Conflicts with #4129.
Updated by Brett Smith almost 10 years ago
If it helps, here's one daemon test I wrote for the behavior.
def test_old_arvados_node_reused_again_after_shutdown(self):
arv_node = testutil.arvados_node_mock(4, age=9000)
size = testutil.MockSize(4)
self.make_daemon(arvados_nodes=[arv_node])
self.daemon.update_server_wishlist([size]).get(self.TIMEOUT)
self.last_setup.cloud_node.get.return_value = (
testutil.cloud_node_mock(5))
self.daemon.node_up(self.last_setup).get(self.TIMEOUT)
# Now deliver the "shutdown unpaired node" message.
self.timer.deliver()
self.daemon.update_server_wishlist([size]).get(self.TIMEOUT)
self.stop_proxy(self.daemon)
used_nodes = [call[1].get('arvados_node')
for call in self.node_setup.start.call_args_list]
self.assertEqual(2, len(used_nodes))
self.assertIs(arv_node, used_nodes[0])
self.assertIs(arv_node, used_nodes[1])
As of this writing, the last assertion fails.
Updated by Brett Smith almost 10 years ago
- Assigned To set to Brett Smith
- Target version changed from Arvados Future Sprints to 2015-05-20 sprint
Updated by Brett Smith almost 10 years ago
5736-node-manager-easy-slot-cleanup-wip is up for review.

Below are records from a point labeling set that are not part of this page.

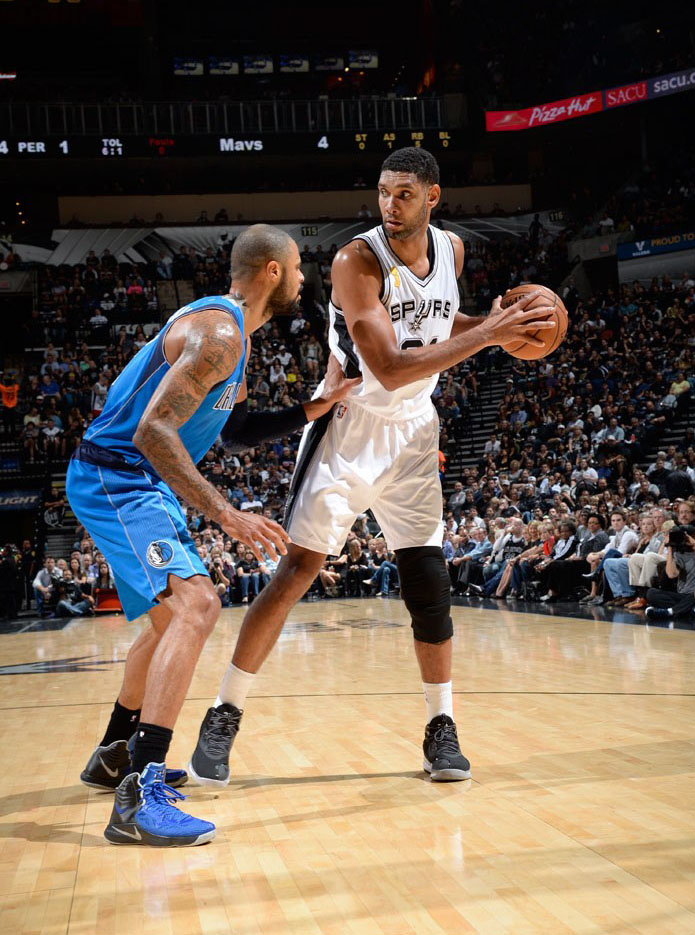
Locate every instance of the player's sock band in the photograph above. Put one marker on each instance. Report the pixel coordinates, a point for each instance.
(439, 699)
(122, 724)
(235, 686)
(151, 745)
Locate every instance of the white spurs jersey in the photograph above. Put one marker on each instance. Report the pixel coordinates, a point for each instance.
(421, 311)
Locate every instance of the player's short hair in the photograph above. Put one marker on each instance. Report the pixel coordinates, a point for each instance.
(256, 246)
(414, 160)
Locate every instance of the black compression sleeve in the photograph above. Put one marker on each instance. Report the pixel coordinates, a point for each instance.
(245, 429)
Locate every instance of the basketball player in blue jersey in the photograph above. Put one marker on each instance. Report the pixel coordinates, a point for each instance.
(394, 320)
(162, 414)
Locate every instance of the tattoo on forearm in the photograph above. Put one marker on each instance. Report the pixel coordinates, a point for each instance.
(211, 352)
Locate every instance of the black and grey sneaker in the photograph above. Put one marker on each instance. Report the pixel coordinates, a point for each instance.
(443, 758)
(209, 764)
(108, 767)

It teaches Node Manager to clean up node records after shutting down paired nodes. This case is easy to address, and should help prevent slot number exhaustion under normal operation.
It does not clean up records when nodes fail to bootstrap, so it does not completely solve the problem, or close this ticket. But it gets us most of the benefit and is much easier to do, so Ward asked for it to be addressed separately sooner, and that seemed sensible to me.
Updated by Brett Smith almost 10 years ago
- Target version changed from 2015-05-20 sprint to Arvados Future Sprints
Addressing the harder case (where we boot a node, it fails to bootstrap, and we need to recycle the node record we seeded it with) can come later.
Updated by Tom Morris over 8 years ago
- Assigned To changed from Brett Smith to Tom Morris
Updated by Ward Vandewege over 4 years ago
- Target version deleted (
Arvados Future Sprints)